A final point to mention is that these membranes are fairly unstable. Some nitride batches make for more stable pores than others, and we have not yet identified why this is. This particular batch grows by a few nm/hour during experiments. In spite of this, the tight dwell time distributions persist! The consistency between pores and during active pore growth suggests that not only are we increasing the consistency of the dwell times within a pore, we are also increasing consistency between pores, which is a very valuable thing. Inter-pore variability is one of the major hurdles I see standing between nanopores and clinical applications. It also suggests that the mechanism for inter-pore variability is related to to entropy as well – maybe in the high entropy filterless case the molecule can sample more of the vicinity of the poer and interact more with charges and features on the membrane. When the filter is there to reduce the entropy, not only does the molecule translocate more consistently, but it doesn’t sample the vicinity of the pore as much and is therefore less sensitive to the details of the particular pore it is passing through. I am not aware of any theoretical work claiming this, but it seems like some plausible speculation.
Assuming this continues and I can fill out those graphs sufficiently, I think this is our first paper. In other news, Dan is about a week away from a Au-NP based protein detection assay which would rely on the filters, which, if it works, would be the second one. We should discuss priorities soon, since either one of these projects will take probably the rest of the summer to wrap up. The NPN filters are very much feast or famine – when they work, they work wonders, and when they don’t work, they all stop working. There are still some kinks to be understood there, but for now I’ll just keep trying until the next feast.

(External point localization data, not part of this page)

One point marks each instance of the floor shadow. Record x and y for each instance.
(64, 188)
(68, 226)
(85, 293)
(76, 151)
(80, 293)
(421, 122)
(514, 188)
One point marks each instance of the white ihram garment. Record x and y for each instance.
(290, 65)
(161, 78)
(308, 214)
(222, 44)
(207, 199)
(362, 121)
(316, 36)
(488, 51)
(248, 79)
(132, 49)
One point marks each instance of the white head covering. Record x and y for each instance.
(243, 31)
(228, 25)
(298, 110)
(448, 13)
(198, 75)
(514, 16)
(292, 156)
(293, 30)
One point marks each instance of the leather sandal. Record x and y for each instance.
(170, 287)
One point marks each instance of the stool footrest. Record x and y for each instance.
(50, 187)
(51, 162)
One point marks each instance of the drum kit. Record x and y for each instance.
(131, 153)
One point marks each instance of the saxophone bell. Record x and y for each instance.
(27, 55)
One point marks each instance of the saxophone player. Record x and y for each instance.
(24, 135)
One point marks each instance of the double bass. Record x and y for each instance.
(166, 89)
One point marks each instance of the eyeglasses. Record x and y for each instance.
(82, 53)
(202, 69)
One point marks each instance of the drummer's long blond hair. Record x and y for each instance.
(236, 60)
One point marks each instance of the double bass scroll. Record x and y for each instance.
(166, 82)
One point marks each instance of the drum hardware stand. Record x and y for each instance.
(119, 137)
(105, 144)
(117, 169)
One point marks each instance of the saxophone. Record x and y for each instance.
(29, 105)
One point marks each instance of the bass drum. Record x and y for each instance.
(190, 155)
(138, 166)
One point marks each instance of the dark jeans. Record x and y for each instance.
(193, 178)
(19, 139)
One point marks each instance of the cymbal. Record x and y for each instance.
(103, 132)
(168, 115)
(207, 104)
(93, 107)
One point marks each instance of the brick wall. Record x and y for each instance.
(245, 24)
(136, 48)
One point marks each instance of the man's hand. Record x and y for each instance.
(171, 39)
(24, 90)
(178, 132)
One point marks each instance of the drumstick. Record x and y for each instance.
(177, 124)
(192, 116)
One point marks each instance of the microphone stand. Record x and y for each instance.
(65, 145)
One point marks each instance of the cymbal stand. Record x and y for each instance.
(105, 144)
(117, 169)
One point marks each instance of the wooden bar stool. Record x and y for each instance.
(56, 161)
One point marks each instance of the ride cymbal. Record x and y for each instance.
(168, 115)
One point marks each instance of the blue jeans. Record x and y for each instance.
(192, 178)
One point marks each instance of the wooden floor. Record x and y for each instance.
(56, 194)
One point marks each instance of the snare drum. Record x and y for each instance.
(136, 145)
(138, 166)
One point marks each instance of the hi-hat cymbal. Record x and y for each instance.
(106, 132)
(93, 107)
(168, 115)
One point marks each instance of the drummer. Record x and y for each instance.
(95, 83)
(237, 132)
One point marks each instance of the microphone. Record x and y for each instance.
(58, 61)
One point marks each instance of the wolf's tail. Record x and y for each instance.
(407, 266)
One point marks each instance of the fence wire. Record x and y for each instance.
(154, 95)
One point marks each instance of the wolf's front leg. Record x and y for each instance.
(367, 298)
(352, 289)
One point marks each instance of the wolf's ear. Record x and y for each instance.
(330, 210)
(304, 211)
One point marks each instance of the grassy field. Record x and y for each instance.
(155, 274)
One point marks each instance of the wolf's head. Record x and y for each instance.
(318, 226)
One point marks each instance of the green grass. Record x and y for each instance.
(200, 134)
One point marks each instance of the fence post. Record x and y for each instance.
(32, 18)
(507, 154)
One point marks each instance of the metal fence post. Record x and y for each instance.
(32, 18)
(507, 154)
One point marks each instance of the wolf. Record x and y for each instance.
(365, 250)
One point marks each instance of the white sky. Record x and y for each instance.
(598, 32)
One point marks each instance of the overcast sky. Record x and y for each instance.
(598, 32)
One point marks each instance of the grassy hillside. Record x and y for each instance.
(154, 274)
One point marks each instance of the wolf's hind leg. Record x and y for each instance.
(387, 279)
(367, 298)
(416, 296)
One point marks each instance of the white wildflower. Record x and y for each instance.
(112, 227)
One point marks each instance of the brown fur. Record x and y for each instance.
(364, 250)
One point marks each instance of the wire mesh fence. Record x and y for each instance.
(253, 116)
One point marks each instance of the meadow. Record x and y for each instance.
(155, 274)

What a incredibly rich playground we’ve created! I regret being too busy to digest it until today. Have you confirmed that the non-SiN capped oxide chips are all famine? That might provide one clue.
We are off to a conference for the week. We will reach out by e-mail to set up a call.
Awesome!
I have not actually used any of the chips without the SiN cap. I’m getting such rich data with the SiN capped ones I didn’t wan to change anything yet. I have about 35 of the SiN cap chips left to go through, which I think should be plenty to explore this phenomenon in detail.
I have since done another experiment with 250, 500, 1000, and 2000 bp dsDNA, and the first three fit the trends well (have not yet analyzed the last one). But the graphs are coming together fairly quickly, so I should have a more quantitative picture for you when we speak next.
Also – what is the ratio of feast/famine?
Hard to say, since my protocols have been changing as we go and the gold AuNPs showed no results for reasons unrelated to the filter. Of my last 14 pores (of which about 10 has filters), for which the protocols have been pretty stable, I have 6 that showed excellent DNA results.
Of the rest, I would say I lose about 1/4 of chips to issues with setting up the filter (wrinkles, PDMS painting errors, etc), and most of the rest are due to instability that is so extreme I can’t get results in time before the pore is too big, or high 1/f noise, which is a problem for regular membranes as well. There have been a small number that seemed good but showed no translocations for no obvious reason, but they are a minority.
All this to say, I would have a very hard time giving you an accurate number. But once I get a properly tented/painted filter chip, I’d guess 1/3 to 1/2 show good DNA results, and that number is trending upwards.